Die Regierung der mexikanischen Präsidentin Claudia Sheinbaum kündigte einen Rückgang der Tötungsdelikte um 51% in Mexiko seit Beginn der aktuellen Amtszeit im Oktober 2024 an. Laut Sheinbaum entspricht diese Reduktion 44 Tötungsdelikten weniger pro Tag im Land. Marcela Figueroa ist dafür verantwortlich, täglich vor Tagesanbruch die Daten zusammenzustellen, um diese Regierungsparole zu untermauern.
Die Regierung führt dieses Ergebnis auf ihre öffentliche Sicherheitspolitik zurück. Experten, die zu dem Thema befragt wurden, sind jedoch unterschiedlicher Meinung über die Ursachen der Abnahme der Morde. Während die Bundesregierung ihre Maßnahmen als Hauptfaktor hervorhebt, weisen Analysten darauf hin, dass andere Elemente den Rückgang erklären können, einschließlich Veränderungen im Machtgleichgewicht zwischen kriminellen Gruppen.

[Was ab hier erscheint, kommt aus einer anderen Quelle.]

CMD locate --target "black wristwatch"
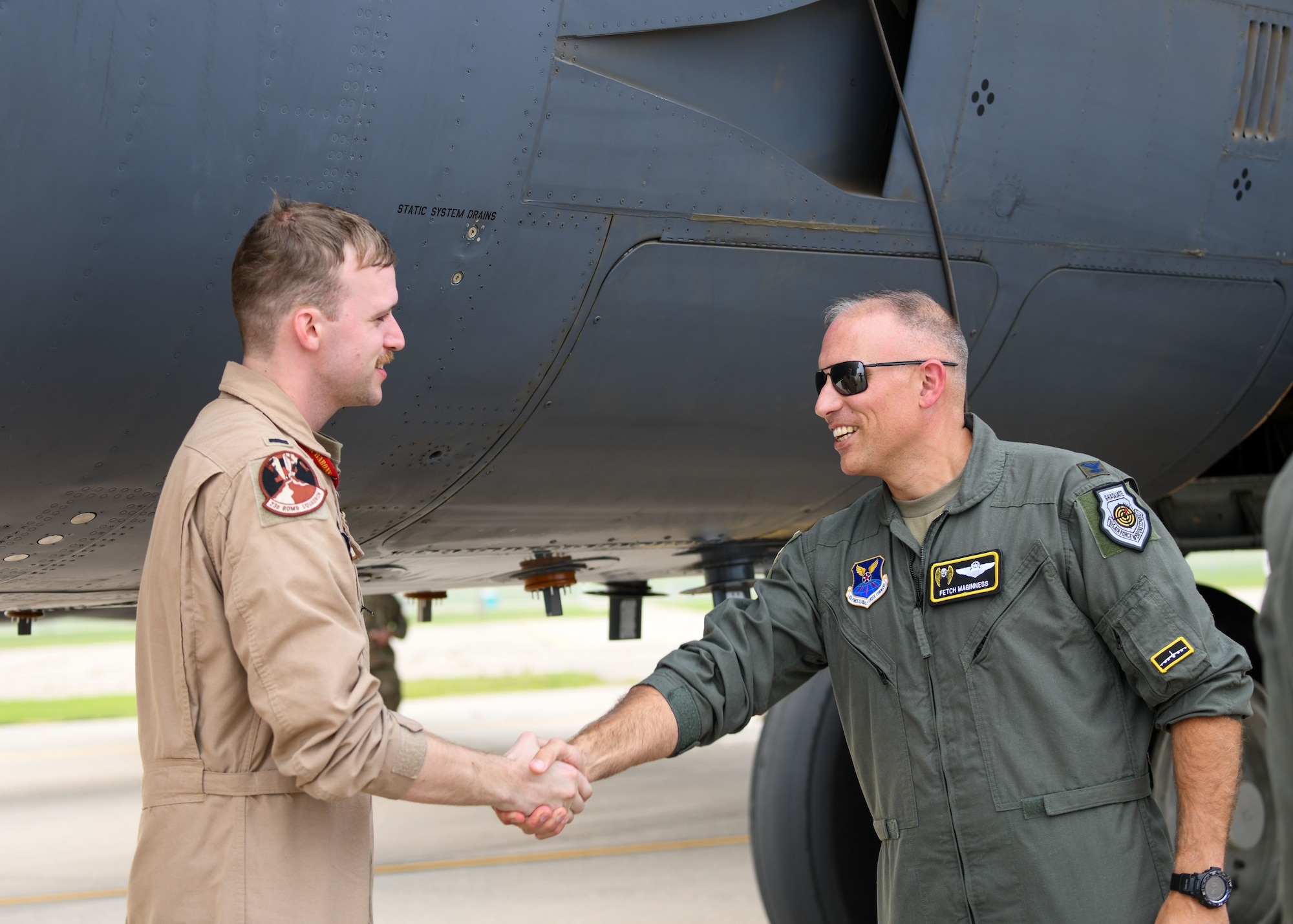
[1170,866,1235,908]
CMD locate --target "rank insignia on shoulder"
[257,450,327,517]
[1077,459,1109,478]
[844,555,888,610]
[930,549,1001,607]
[1095,484,1151,552]
[1153,636,1195,674]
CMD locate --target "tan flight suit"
[127,362,427,924]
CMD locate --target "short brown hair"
[822,288,970,378]
[230,194,396,353]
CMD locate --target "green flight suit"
[1257,462,1293,921]
[644,415,1252,924]
[363,594,409,712]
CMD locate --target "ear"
[921,361,948,410]
[288,305,323,353]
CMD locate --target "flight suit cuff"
[366,712,427,799]
[641,668,703,757]
[1155,672,1253,729]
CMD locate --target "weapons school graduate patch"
[1095,484,1149,552]
[930,549,1001,607]
[257,450,327,517]
[844,555,888,610]
[1153,636,1195,674]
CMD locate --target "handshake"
[494,731,592,840]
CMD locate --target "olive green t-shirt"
[893,469,966,546]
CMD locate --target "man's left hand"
[1153,892,1230,924]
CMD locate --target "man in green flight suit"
[499,291,1252,924]
[1257,460,1293,920]
[363,594,409,712]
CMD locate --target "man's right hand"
[494,731,592,840]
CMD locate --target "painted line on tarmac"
[0,835,750,907]
[372,835,750,875]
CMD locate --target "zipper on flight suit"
[908,510,974,921]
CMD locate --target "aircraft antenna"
[866,0,961,323]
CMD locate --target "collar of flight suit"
[220,362,341,466]
[883,414,1006,533]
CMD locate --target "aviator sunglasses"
[816,360,957,394]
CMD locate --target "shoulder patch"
[256,449,327,517]
[930,549,1001,607]
[844,555,888,610]
[1077,483,1159,558]
[1153,636,1195,674]
[1094,483,1149,552]
[1077,459,1109,478]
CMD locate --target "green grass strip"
[400,671,608,699]
[0,671,608,725]
[0,695,134,725]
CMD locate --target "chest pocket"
[826,593,918,840]
[959,543,1143,811]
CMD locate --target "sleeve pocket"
[1096,576,1209,707]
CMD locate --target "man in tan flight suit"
[127,199,591,924]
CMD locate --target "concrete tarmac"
[0,686,767,924]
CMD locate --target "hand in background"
[494,731,592,840]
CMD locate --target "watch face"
[1200,874,1230,905]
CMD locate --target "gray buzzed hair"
[822,288,970,376]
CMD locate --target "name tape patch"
[1153,636,1195,674]
[930,549,1001,607]
[1095,484,1149,552]
[257,450,327,517]
[844,555,888,610]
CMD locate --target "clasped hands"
[494,731,592,840]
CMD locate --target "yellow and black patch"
[930,549,1001,607]
[1153,636,1195,674]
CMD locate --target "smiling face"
[317,246,405,407]
[816,305,941,484]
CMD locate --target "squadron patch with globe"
[257,450,327,517]
[1095,484,1149,552]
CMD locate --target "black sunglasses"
[816,360,957,394]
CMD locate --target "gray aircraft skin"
[0,0,1293,914]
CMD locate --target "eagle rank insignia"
[844,555,888,610]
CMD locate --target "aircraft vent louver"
[1232,19,1293,141]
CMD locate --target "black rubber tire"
[750,671,881,924]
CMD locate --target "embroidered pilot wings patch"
[930,549,1001,607]
[256,450,327,517]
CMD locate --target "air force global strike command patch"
[1095,484,1149,552]
[259,450,327,517]
[844,555,888,610]
[930,549,1001,607]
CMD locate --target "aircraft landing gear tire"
[750,671,881,924]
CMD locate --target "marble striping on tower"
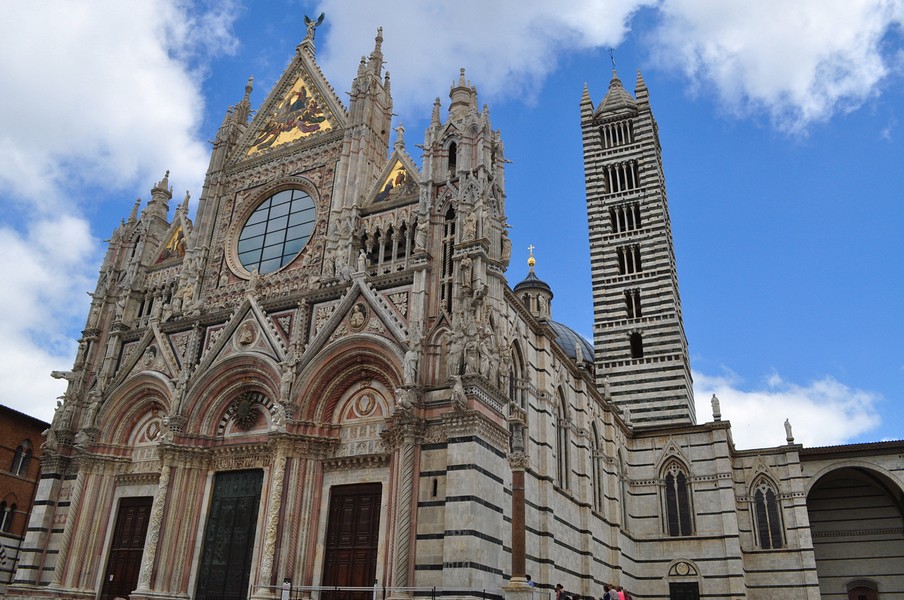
[581,71,696,426]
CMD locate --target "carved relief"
[388,292,408,317]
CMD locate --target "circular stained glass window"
[238,190,316,275]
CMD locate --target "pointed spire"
[367,27,383,77]
[430,96,440,127]
[392,122,405,152]
[595,69,637,116]
[449,67,476,118]
[176,190,191,214]
[634,69,650,103]
[581,83,593,121]
[141,171,173,221]
[233,75,254,123]
[123,198,141,225]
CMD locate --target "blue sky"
[0,0,904,448]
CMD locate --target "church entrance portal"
[195,470,264,600]
[669,581,700,600]
[323,483,382,600]
[100,497,152,600]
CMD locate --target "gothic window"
[237,189,317,275]
[448,142,458,177]
[600,121,634,148]
[9,440,31,477]
[509,344,527,410]
[618,449,630,529]
[0,500,16,532]
[590,423,603,512]
[628,331,643,358]
[616,244,643,275]
[753,479,784,549]
[625,289,641,319]
[664,461,692,537]
[556,388,571,489]
[440,208,455,314]
[609,202,640,233]
[603,160,640,194]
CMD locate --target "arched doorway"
[807,467,904,600]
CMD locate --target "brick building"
[0,405,50,595]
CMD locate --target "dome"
[547,321,593,363]
[512,269,552,297]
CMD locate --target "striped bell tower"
[581,65,696,427]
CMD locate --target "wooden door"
[669,581,700,600]
[195,469,264,600]
[100,497,153,600]
[323,483,382,600]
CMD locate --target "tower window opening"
[605,160,640,194]
[617,244,643,275]
[628,332,643,358]
[625,289,641,319]
[600,121,634,149]
[609,202,640,233]
[9,440,31,477]
[448,142,458,177]
[665,463,691,537]
[753,481,784,550]
[440,208,455,314]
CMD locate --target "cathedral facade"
[8,23,904,600]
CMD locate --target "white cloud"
[0,0,237,419]
[694,372,880,448]
[0,216,96,420]
[311,0,655,120]
[654,0,904,132]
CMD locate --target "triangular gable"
[238,52,347,157]
[195,294,288,373]
[367,150,420,208]
[154,223,185,265]
[110,323,180,389]
[300,275,408,364]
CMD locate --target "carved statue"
[279,360,295,402]
[414,215,427,250]
[452,375,468,410]
[448,333,463,377]
[403,346,418,384]
[270,402,286,433]
[461,256,473,291]
[41,428,57,452]
[358,248,367,273]
[462,211,477,242]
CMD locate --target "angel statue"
[304,13,326,40]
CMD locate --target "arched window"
[628,332,643,358]
[753,479,784,550]
[440,207,455,314]
[509,344,527,410]
[590,423,603,512]
[0,500,16,532]
[556,388,571,489]
[449,142,458,177]
[618,448,631,530]
[664,461,693,537]
[9,440,31,477]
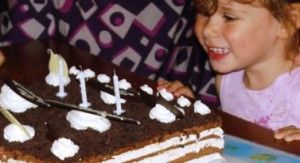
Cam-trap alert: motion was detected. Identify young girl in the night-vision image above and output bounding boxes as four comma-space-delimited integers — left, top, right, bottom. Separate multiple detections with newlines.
158, 0, 300, 141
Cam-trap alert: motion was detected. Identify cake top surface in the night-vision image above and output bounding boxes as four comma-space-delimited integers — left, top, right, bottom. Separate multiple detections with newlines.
0, 77, 219, 162
0, 46, 221, 162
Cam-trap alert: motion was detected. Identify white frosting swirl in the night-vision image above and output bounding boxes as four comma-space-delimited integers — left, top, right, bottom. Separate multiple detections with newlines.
158, 88, 174, 101
100, 91, 126, 105
45, 72, 71, 87
177, 96, 191, 107
51, 138, 79, 160
140, 84, 153, 95
97, 74, 110, 83
194, 100, 211, 115
149, 104, 176, 123
0, 84, 37, 113
3, 124, 35, 143
66, 110, 111, 133
119, 79, 131, 90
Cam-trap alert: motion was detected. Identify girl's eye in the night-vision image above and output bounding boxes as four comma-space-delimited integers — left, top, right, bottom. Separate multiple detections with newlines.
223, 14, 238, 22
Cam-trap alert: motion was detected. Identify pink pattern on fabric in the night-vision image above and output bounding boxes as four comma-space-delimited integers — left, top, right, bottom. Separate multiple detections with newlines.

Mexiko ist historisch von der Gewalt der Kartelle geprägt, was jede Reduktion der Tötungsrate zu einer bedeutenden Kennzahl macht. Der Rückgang um 51% stellt eine deutliche Veränderung in der Gewaltlandschaft des Landes dar, obwohl die Gründe hinter diesem Phänomen zwischen der Regierung und Sicherheitsexperten weiterhin debattiert werden.